Its forecasts also think an additional £75bn of quantitative easing will be needed to shore up the UK economy – it also indicates a sharp fall in the long bond yield to 2.8 per cent by 2011 and 2.5 per cent by 2013.
The CEBR also predicts a weaker pound, falling to $1.40 and possibly below €1.00.
Senior economist Charles Davis says: “The risk to the scenario in our forecasts are from the world economy and from inflation. Our forecasts show low levels of labour cost inflation which should keep the CPI low enough to prevent the Bank of England from having to raise rates until the economy is recovering.
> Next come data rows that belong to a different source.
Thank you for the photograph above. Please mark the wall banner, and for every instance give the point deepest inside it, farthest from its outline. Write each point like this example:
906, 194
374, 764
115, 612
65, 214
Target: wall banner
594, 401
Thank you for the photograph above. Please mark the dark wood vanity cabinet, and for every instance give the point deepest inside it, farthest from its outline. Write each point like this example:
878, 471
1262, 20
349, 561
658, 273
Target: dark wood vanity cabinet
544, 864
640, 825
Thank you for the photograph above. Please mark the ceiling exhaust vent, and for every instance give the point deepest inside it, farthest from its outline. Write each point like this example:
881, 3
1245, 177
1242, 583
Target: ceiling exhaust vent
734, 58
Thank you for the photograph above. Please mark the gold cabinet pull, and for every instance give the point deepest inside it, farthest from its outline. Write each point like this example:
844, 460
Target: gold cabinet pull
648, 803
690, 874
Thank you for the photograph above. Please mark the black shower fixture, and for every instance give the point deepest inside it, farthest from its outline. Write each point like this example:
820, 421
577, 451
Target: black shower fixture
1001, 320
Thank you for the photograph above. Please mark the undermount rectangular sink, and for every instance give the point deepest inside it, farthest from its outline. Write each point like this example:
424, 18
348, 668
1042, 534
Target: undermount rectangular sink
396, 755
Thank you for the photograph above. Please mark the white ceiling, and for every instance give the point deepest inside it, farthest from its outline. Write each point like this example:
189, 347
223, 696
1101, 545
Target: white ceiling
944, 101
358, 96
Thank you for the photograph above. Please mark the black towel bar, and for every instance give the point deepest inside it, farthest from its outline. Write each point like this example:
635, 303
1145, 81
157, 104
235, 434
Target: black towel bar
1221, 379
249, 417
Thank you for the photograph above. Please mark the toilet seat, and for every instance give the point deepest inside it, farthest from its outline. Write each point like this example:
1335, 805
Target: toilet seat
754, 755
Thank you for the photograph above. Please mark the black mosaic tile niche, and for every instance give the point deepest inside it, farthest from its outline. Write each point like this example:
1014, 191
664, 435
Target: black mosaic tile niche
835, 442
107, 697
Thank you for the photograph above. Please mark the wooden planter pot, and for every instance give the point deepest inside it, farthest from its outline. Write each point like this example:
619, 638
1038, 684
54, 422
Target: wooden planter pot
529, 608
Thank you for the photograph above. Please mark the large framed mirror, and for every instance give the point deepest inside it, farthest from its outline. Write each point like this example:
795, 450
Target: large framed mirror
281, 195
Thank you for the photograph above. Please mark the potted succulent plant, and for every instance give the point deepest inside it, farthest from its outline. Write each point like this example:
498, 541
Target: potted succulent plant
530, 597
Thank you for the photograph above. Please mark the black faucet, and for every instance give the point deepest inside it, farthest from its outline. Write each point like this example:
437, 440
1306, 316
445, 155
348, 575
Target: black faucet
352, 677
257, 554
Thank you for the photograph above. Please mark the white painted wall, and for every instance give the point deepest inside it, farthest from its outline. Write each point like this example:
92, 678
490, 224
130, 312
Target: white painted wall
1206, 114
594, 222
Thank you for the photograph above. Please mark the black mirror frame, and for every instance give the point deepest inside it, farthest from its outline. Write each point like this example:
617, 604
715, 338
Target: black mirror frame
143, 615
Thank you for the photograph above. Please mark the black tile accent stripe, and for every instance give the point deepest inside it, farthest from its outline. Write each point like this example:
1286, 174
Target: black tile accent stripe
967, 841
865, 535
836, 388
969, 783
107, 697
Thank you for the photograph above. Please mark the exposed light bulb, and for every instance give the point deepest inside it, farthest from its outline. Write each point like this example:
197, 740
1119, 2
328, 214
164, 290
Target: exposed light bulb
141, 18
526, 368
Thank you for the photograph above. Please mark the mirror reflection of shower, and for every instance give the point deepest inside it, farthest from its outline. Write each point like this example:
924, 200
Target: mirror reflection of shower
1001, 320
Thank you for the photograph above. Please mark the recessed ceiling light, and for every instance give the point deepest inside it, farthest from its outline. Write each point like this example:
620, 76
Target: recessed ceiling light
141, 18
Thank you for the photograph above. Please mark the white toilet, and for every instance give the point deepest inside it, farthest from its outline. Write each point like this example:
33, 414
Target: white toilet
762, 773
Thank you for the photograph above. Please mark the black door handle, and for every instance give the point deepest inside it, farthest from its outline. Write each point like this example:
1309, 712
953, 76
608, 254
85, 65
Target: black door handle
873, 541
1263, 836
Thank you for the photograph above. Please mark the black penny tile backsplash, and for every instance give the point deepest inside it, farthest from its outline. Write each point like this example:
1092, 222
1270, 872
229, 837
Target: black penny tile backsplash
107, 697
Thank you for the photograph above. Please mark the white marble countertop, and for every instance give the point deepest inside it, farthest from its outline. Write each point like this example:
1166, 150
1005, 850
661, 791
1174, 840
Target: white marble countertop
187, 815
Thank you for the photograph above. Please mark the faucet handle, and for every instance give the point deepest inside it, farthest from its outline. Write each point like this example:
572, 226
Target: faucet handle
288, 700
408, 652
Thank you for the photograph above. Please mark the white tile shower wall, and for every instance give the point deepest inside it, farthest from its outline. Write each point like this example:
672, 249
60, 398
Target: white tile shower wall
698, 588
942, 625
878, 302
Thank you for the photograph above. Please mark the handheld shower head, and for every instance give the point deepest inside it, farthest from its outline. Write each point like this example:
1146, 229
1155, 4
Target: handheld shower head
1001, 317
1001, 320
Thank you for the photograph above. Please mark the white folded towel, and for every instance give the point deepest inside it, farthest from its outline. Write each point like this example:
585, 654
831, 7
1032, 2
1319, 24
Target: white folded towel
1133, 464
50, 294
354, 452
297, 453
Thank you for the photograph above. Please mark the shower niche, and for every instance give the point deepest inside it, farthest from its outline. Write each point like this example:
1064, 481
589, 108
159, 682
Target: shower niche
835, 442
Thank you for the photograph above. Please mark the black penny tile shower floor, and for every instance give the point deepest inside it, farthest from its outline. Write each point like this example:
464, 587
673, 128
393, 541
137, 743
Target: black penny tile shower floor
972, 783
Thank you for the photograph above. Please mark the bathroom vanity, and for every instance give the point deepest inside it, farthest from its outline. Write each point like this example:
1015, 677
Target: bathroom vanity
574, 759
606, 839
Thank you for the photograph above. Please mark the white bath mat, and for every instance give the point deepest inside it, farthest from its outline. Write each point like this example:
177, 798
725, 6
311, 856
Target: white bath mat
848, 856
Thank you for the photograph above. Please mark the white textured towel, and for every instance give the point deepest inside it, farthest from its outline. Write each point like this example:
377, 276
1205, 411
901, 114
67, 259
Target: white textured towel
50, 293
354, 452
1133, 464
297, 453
But this does require the prices of oil, primary commodities and food not to rise so fast that with a weak pound they dominate the impact of low labour costs.”
The forecasts all assume that the incoming Government will need to get the budget deficit down to £50bn by 2015 – without fiscal action the forecasts predict a deficit of £143bn by that time.
CEBR chief executive Douglas McWilliams says: “We are likely to see an exciting policy mix, with the fiscal policy lever pulled right back while the monetary lever is fast forward. Our analysis says that this ought to work – if it does so, we are likely to see a major re-rating of equities and property which in turn should stimulate economic growth after a lag.”